After approximately one hour (I’m not kidding), a lovely lady called Tracey replied to my email with the following suggestions –

  • Park on Malaspina Avenue and hike north to Manzanita Hut
  • Park at Saltery Bay and hike into Fairview Bay Hut
  • Park at Inland Lake and hike into Confederation Lake
  • Park on Malaspina Avenue and hike south to Rievely Pond Hut

In the end, I plumped for option 3 – Inland Lake to Confederation Hut.

Inland Lake to Confederation Hut

After spending a night at the Inland Lake campground, we drove our car all of 20 metres to the day-use car park, filled our water receptacles at the pump, and set off into the unknown. Actually, that’s not entirely true, as the first couple of kilometres skirt the edge of Inland Lake. Seeing as we’d done the 13km loop around the lake the previous day, we sort of knew the way.

Shortly after the totem pole, a sign pointing right directs you to Confederation Lake. It’s uphill from there. Yep, there’s no two ways about it – this section of the Sunshine Coast Trail is steep. If you’ve got an overnight pack on, and it’s 30°c outside (which is was), then it’s pretty hard work.

Two men walk along a fallen tree

The Valley of Fatigue

Even so, the beautiful old growth forests provide a robust shelter from the sun, not to mention something awe-inspiring to look at as you heave yourself through the Valley of Fatigue – yes, that’s it’s given name! As you reach the shores of the lake, a sign informs you that it’s another agonizing 2km to the hut.
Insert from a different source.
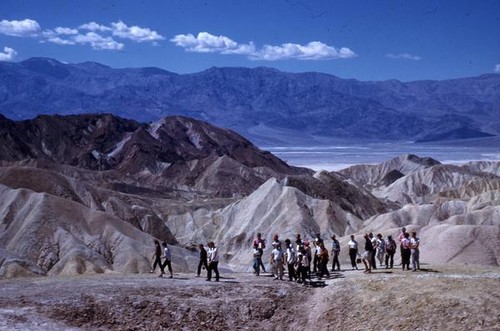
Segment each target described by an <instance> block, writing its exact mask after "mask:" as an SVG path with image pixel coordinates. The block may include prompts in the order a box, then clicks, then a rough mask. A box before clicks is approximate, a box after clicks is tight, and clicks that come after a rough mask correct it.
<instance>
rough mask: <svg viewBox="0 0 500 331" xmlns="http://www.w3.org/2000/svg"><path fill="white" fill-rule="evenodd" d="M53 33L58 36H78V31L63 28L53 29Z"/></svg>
mask: <svg viewBox="0 0 500 331" xmlns="http://www.w3.org/2000/svg"><path fill="white" fill-rule="evenodd" d="M54 32H55V33H57V34H58V35H73V34H78V30H76V29H70V28H63V27H57V28H55V29H54Z"/></svg>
From here the trail becomes more technical and begins to undulate.

At this point, with mounting anticipation and increasingly sore and sweaty bodies, we began to speculate on our chosen destination. What would the hut be like? How many other people would be there? Would the lake be nice to swim in? Wouldn’t it be good if there was a boat?

And then we arrived.

Expectations were exceeded. There was even a bloody boat. The Valley of Fatigue was forgiven.

Confederation Hut

As it turns out, there was just one other resident of Confederation Hut that night – a Slovenian called Mike. He had hiked all the way from Sarah Point and dutifully told us that Confederation Hut was the best hut he’d stayed in on the Sunshine Coast Trail to date. So nice, in fact, that he’d decided to stay an extra night.
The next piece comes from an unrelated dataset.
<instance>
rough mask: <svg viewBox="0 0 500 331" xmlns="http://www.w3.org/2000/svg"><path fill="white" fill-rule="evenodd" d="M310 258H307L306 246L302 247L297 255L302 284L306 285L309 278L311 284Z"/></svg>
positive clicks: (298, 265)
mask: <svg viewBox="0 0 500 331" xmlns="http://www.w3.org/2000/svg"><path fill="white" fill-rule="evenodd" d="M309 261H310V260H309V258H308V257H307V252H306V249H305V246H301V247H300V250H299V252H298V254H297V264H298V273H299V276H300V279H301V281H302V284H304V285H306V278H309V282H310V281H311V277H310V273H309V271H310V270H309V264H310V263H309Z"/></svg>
A gorgeous wooden edifice with a green tin roof to boot, this is THE spot for anyone harbouring Swiss Family Robinson fantasies. Downstairs is equipped with a wood dining table and benches, a wood pellet burner, and a food preparation area. The sleeping quarters are upstairs in the rafters, with a few blankets and mats for anyone in need. Further sleeping spots are available underneath the hut itself.

Woman sits in front of Confederation Lake hut

Cabin porn

Once a thorough inspection had been completed and our spots staked out upstairs, we did what any hot-blooded human would have done – stripped off and threw ourselves in the lake. We quickly realised this was no freeze-your-wotsits off alpine lake. You could luxuriate in this all day.
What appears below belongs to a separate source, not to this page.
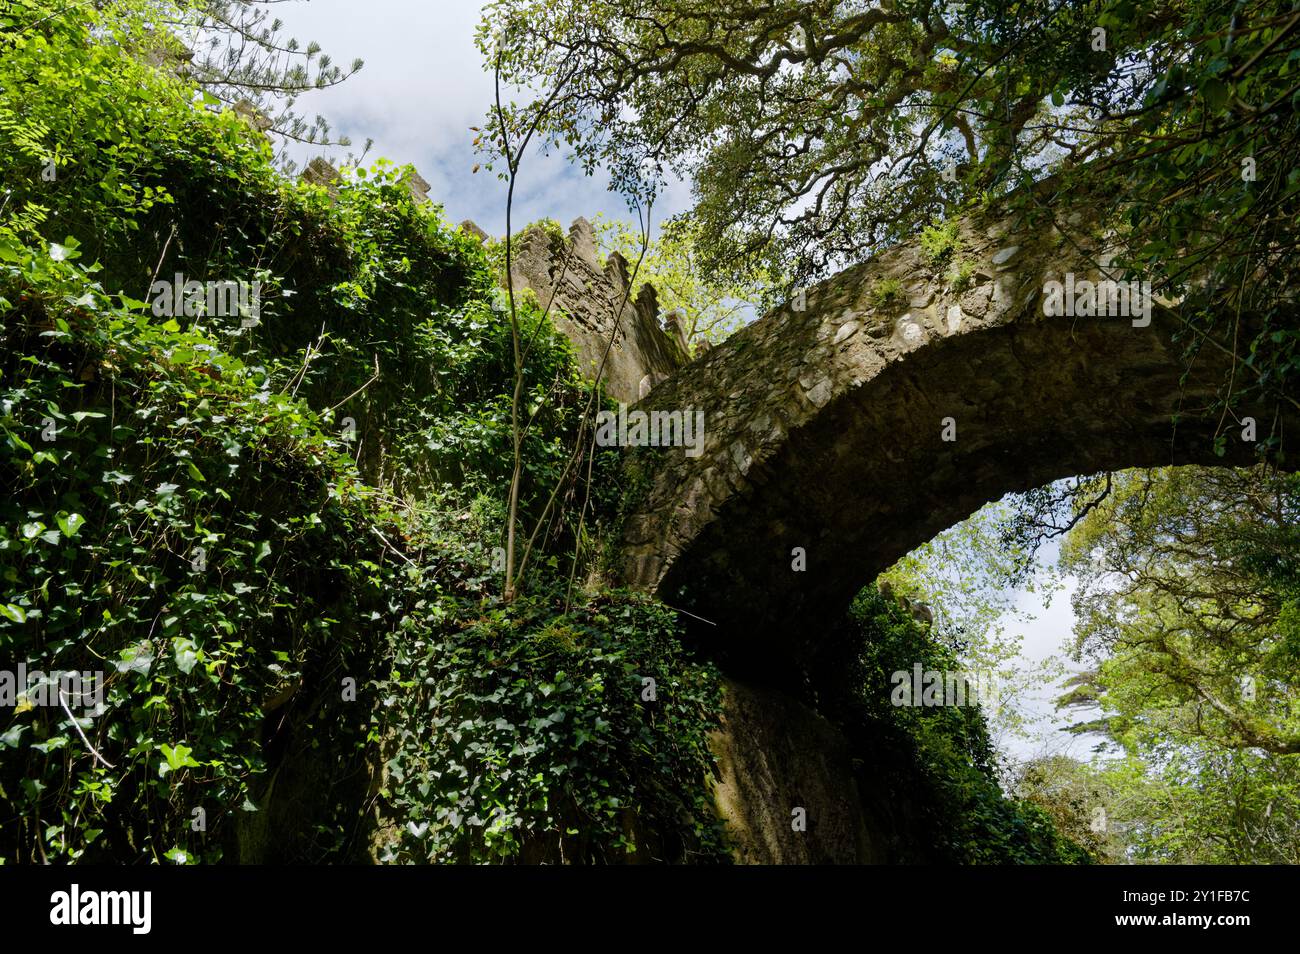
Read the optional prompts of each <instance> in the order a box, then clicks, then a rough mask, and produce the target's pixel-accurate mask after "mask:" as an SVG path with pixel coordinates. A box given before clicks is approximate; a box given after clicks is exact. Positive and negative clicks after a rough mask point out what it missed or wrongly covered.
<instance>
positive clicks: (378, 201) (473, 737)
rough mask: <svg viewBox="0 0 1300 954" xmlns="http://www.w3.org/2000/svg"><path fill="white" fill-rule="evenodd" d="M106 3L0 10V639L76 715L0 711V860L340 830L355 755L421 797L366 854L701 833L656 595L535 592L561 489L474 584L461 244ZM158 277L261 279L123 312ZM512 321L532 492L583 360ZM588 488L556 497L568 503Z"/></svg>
mask: <svg viewBox="0 0 1300 954" xmlns="http://www.w3.org/2000/svg"><path fill="white" fill-rule="evenodd" d="M105 9H107V8H105ZM116 9H117V8H114V10H116ZM122 9H127V8H122ZM130 9H136V8H134V6H133V8H130ZM133 22H134V21H131V22H127V21H123V19H114V18H112V17H109V16H108V13H100V12H96V10H88V9H83V8H75V9H69V10H65V12H64V13H62V14H61V16H59V17H47V16H45V12H44V9H43V8H40V9H38V6H36V5H34V4H27V3H22V4H17V5H14V4H10V5H9V6H6V8H5V9H4V10H3V12H0V52H3V55H0V147H3V148H0V181H3V182H4V185H5V188H6V190H9V191H8V192H6V194H5V198H4V199H3V200H0V203H3V204H0V334H3V335H4V338H3V348H0V373H3V378H0V402H3V403H0V482H3V485H4V486H5V490H6V493H5V496H4V500H3V503H0V580H3V591H0V658H4V659H5V660H10V659H23V660H26V663H27V665H29V668H32V669H42V671H47V672H48V671H55V669H61V671H104V673H105V676H107V681H105V694H104V701H103V706H101V707H98V708H95V710H92V711H90V712H78V714H77V723H75V724H74V723H73V719H72V717H69V716H68V714H66V712H65V711H64V710H62V708H61V707H57V706H56V707H48V706H30V704H21V706H18V707H16V708H14V710H5V711H4V712H3V714H0V719H3V720H4V721H3V724H0V751H3V755H4V758H3V760H0V860H23V862H42V860H49V862H75V860H86V862H91V860H114V862H142V860H161V859H177V858H179V857H181V855H182V854H183V855H185V857H186V858H187V859H188V860H198V862H216V860H227V862H229V860H268V859H274V860H290V862H300V860H343V859H357V858H361V857H365V855H367V851H368V845H370V844H372V842H373V844H378V842H380V841H381V840H376V838H373V837H372V834H373V833H372V832H370V828H372V827H373V816H372V815H369V814H367V812H368V808H369V807H374V806H373V802H372V801H370V798H372V795H373V792H370V784H372V776H376V777H374V788H377V789H378V788H382V790H383V795H382V797H381V801H380V802H378V806H377V812H378V815H380V816H381V818H396V819H399V824H400V825H406V824H407V823H408V821H409V823H415V824H416V827H419V824H421V820H426V821H429V823H430V828H429V829H428V831H429V833H430V834H428V837H425V836H420V837H416V836H415V834H411V833H408V838H412V841H406V842H402V844H396V845H394V850H395V851H396V853H398V855H394V857H400V858H402V859H411V860H443V859H448V858H456V859H460V860H511V859H521V858H524V857H530V855H528V853H529V851H538V853H541V855H545V857H546V858H551V857H554V858H556V859H558V860H559V859H560V857H559V855H558V854H555V853H556V851H560V849H562V847H563V853H564V855H563V859H565V860H594V859H598V858H612V857H615V855H617V857H632V858H637V859H641V858H672V859H679V860H686V859H715V858H718V857H719V851H720V840H719V834H718V832H716V827H715V823H714V819H712V816H711V814H710V811H711V808H710V807H708V806H710V802H708V797H707V793H708V784H710V777H708V776H710V771H711V766H712V762H711V755H710V754H708V750H707V746H706V745H705V738H706V736H707V732H708V730H710V728H712V725H714V724H715V720H716V711H718V691H719V689H718V684H716V677H715V675H714V673H712V671H711V669H708V668H707V667H705V665H699V664H695V663H692V662H690V659H689V656H686V655H685V654H684V652H682V651H681V647H680V646H679V645H677V642H676V633H675V629H673V625H672V621H671V616H669V613H668V612H667V611H666V610H664V608H662V607H658V606H655V604H653V603H647V602H645V600H638V599H633V598H629V597H621V595H599V594H582V595H580V597H577V598H575V597H573V594H572V589H571V586H569V581H568V577H569V573H571V572H572V573H575V574H576V573H580V572H582V571H585V564H578V565H575V564H571V563H569V561H568V559H567V554H568V552H569V548H571V546H572V543H573V541H575V538H576V535H577V530H576V528H575V517H573V516H572V508H563V509H562V511H560V512H559V513H558V515H555V516H554V517H552V519H551V520H550V521H549V524H547V526H546V528H543V529H545V533H542V534H541V535H539V539H538V552H537V555H536V568H537V569H536V573H534V576H533V578H532V580H530V587H533V589H532V590H530V597H529V598H528V599H525V600H523V602H520V603H516V604H515V606H513V607H512V608H511V610H508V611H507V610H504V608H503V607H502V603H500V598H499V595H498V590H499V574H497V573H495V572H494V569H493V565H494V563H495V550H494V547H495V546H497V545H498V543H499V542H500V537H502V535H503V534H502V526H503V522H502V521H503V517H502V513H503V508H504V500H506V495H507V489H508V485H510V471H511V467H510V460H511V454H510V448H511V433H510V400H511V390H512V385H513V360H512V342H511V330H510V324H508V321H507V318H506V313H504V309H503V308H502V302H500V299H502V296H500V294H499V291H498V290H497V287H495V270H494V268H493V261H491V259H490V255H489V251H485V250H484V248H482V247H480V246H478V243H477V242H474V240H473V239H472V238H469V237H468V235H464V234H461V233H459V231H456V230H454V229H451V227H448V226H447V224H446V222H445V221H443V220H442V216H441V209H438V208H437V207H434V205H428V204H420V205H417V204H416V203H415V201H413V200H412V198H411V194H409V190H408V188H407V186H406V185H404V182H403V177H404V175H406V174H407V173H406V170H403V169H396V168H394V166H391V165H390V164H387V162H383V161H378V162H376V164H374V165H373V166H370V168H357V169H352V170H346V172H344V174H343V175H342V178H341V181H339V182H338V183H335V186H334V187H331V188H330V190H326V188H322V187H317V186H311V185H304V183H294V182H289V181H286V179H285V178H283V177H282V175H281V174H279V173H277V170H276V168H274V165H273V160H272V155H270V149H269V148H268V147H266V144H265V142H264V140H263V139H261V136H260V135H257V134H256V133H255V131H253V130H252V129H251V127H250V125H248V123H247V122H244V121H243V120H242V118H239V117H237V116H235V114H234V113H233V112H230V110H225V112H216V110H214V109H213V108H212V107H214V104H213V103H211V101H207V100H204V99H203V97H201V96H199V97H196V96H195V94H194V91H192V90H191V88H190V87H187V86H186V84H185V83H183V82H181V81H179V79H177V78H174V77H169V75H168V74H165V73H162V71H157V70H153V69H151V68H148V66H146V65H144V64H143V62H142V61H140V60H138V58H136V57H135V56H134V55H133V53H131V49H133V45H131V42H130V40H131V38H134V36H138V34H135V32H131V30H133V29H134V26H133ZM69 103H73V104H75V108H74V109H70V108H69V105H68V104H69ZM45 155H53V156H56V160H57V161H56V164H55V168H56V174H55V177H53V178H52V179H45V178H42V175H40V172H42V168H43V166H42V164H40V161H39V160H40V159H42V157H43V156H45ZM69 235H72V238H69ZM175 273H182V274H183V276H185V277H186V278H192V279H196V281H260V282H263V303H261V313H260V321H259V322H257V324H256V325H252V326H247V325H246V324H244V322H243V321H242V316H224V315H207V313H203V312H201V309H200V311H199V313H194V315H177V316H174V317H168V316H165V315H157V316H156V315H155V313H153V311H152V308H151V307H149V305H151V303H152V300H151V296H148V295H147V292H148V290H149V289H151V283H152V281H153V279H155V278H164V279H168V281H170V279H172V277H173V276H174V274H175ZM519 320H520V326H521V330H523V333H524V335H525V337H526V339H528V341H532V342H533V343H532V347H530V352H529V361H528V365H526V370H525V377H524V385H523V394H524V402H523V407H524V409H525V412H526V413H528V415H529V416H530V419H532V424H530V426H529V430H528V434H526V438H525V442H524V447H523V471H524V480H523V487H521V494H523V496H521V499H523V513H524V516H525V519H529V520H534V519H536V516H537V513H538V511H539V507H541V503H542V502H545V499H546V498H547V495H549V494H550V493H551V490H552V489H555V485H556V482H558V478H559V474H560V473H562V472H563V469H564V464H565V463H567V460H568V455H569V451H571V450H572V447H573V446H575V442H576V441H577V437H578V433H577V432H578V420H580V412H581V408H582V406H584V404H585V403H586V400H588V398H589V390H588V387H586V386H585V385H584V383H581V381H580V380H578V377H577V374H576V370H575V367H573V361H572V354H571V350H569V347H568V344H567V343H565V342H564V341H563V339H562V338H559V337H558V335H556V334H555V331H554V328H552V326H551V325H550V322H549V321H547V320H546V318H545V317H543V316H542V313H541V309H539V308H538V305H537V303H536V300H533V299H528V298H520V300H519ZM348 419H351V420H348ZM606 476H607V465H606V464H601V467H598V468H597V477H598V478H603V477H606ZM571 481H572V482H571V483H569V485H568V486H565V487H560V490H562V491H564V493H565V494H567V495H569V496H573V498H580V496H582V494H584V487H581V486H580V483H578V482H577V480H576V478H573V477H571ZM616 498H617V482H616V481H611V482H608V486H607V487H606V489H601V490H599V493H593V494H591V508H590V509H589V512H588V515H586V533H588V534H590V533H593V529H591V528H593V524H595V525H599V524H601V521H603V520H607V519H610V515H612V511H614V504H615V503H616ZM562 558H565V559H562ZM511 665H513V667H516V668H515V669H511V668H510V667H511ZM506 673H510V675H511V678H510V681H508V682H503V680H504V676H506ZM640 675H643V676H647V677H655V678H656V680H658V686H659V690H658V702H642V701H641V695H640V691H641V684H640V678H637V680H633V678H632V677H633V676H640ZM534 680H536V682H533V681H534ZM520 682H524V684H526V685H525V686H523V688H521V686H520V685H519V684H520ZM498 689H500V690H502V694H500V695H497V697H495V698H493V694H494V693H497V690H498ZM624 690H627V691H624ZM476 697H477V698H476ZM429 703H432V706H433V707H432V708H429V707H428V704H429ZM407 719H409V720H411V721H406V720H407ZM506 720H508V721H510V724H512V725H516V727H517V728H519V730H520V734H519V736H517V738H516V741H519V740H523V741H521V742H520V746H523V747H520V749H519V750H517V751H515V750H513V747H511V746H507V747H502V737H500V727H499V723H500V721H506ZM82 733H85V738H83V737H82ZM512 745H513V743H512ZM386 746H390V747H387V749H385V747H386ZM524 747H526V751H524ZM380 751H386V755H385V756H383V759H386V760H387V766H386V768H385V769H383V781H382V784H381V781H380V779H378V777H377V773H378V772H380V769H381V758H380ZM434 753H438V754H439V755H438V756H437V758H443V756H446V759H448V760H450V759H454V760H455V763H456V764H458V766H460V767H461V768H465V767H472V768H473V769H474V771H478V772H480V773H478V775H477V776H476V779H477V780H478V781H473V780H469V782H467V784H472V785H473V789H472V790H471V789H469V788H465V786H460V788H458V782H456V779H455V773H454V772H450V771H448V769H447V763H446V762H442V763H435V762H429V759H430V758H433V754H434ZM109 766H112V768H109ZM430 766H432V767H433V768H432V769H430V768H429V767H430ZM498 768H499V769H500V772H497V769H498ZM430 771H435V772H438V773H442V775H441V776H439V777H438V779H434V777H433V776H432V775H430ZM515 772H517V775H516V773H515ZM398 773H402V777H398ZM463 781H464V780H463ZM425 782H428V784H425ZM421 784H425V785H424V788H421ZM199 808H201V810H203V814H204V820H205V825H203V827H195V820H196V816H195V811H196V810H199ZM461 808H469V811H463V812H461ZM480 808H481V810H482V811H484V812H491V811H494V810H497V808H500V810H502V814H500V816H499V818H502V819H503V820H504V821H506V823H508V824H507V829H508V833H502V832H495V833H493V834H491V836H490V837H484V832H482V829H481V828H478V827H476V825H474V824H472V823H469V821H468V819H471V816H474V811H477V810H480ZM448 811H458V812H460V815H461V816H463V818H464V819H465V825H464V827H455V825H451V827H448V825H447V824H446V821H447V819H448V818H450V816H448V815H447V812H448ZM477 818H480V819H481V818H484V815H481V814H480V815H477ZM498 836H499V837H498ZM602 851H603V853H606V854H602Z"/></svg>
Our swim was swiftly followed by a lap in the rowing boat, complete with life jackets and all. How this boat got here and by whose hand we don’t know, but at the time it felt like a gift from on high. As we sat in the middle of the lake, encased by forest, with snow-peaked mountains in the distance and the secluded cabin in the foreground, it was easy to see why our new friend Mike was reluctant to leave.

Two men swim in Confederation Lake hut

Cooling down after a hot hike

After dinner we took the short jaunt to the viewpoint at the disconcertingly named Vomit Vista. Never fear, it’s an easy walk, and there were no bodily fluids in sight. After that it was to bed, where we found the hut to be relatively cool and, thanks to the fly screens, bug free. If only my fellow companions didn’t snore, I would have had a much better night’s sleep.

The following day we forced ourselves to leave this beautiful spot, with the return journey taking about half the time of the previous day’s hike. As I scrambled down the hillside, my thoughts turned to Mike and the delights he would be experiencing as he worked his way to Tin Hat Mountain.

That’s the only problem with doing a short section of the Sunshine Coast Trail – it whets your appetite, and all of a sudden you want to take a week off work and walk the whole darn 180km.

I know that I, for one, will be back.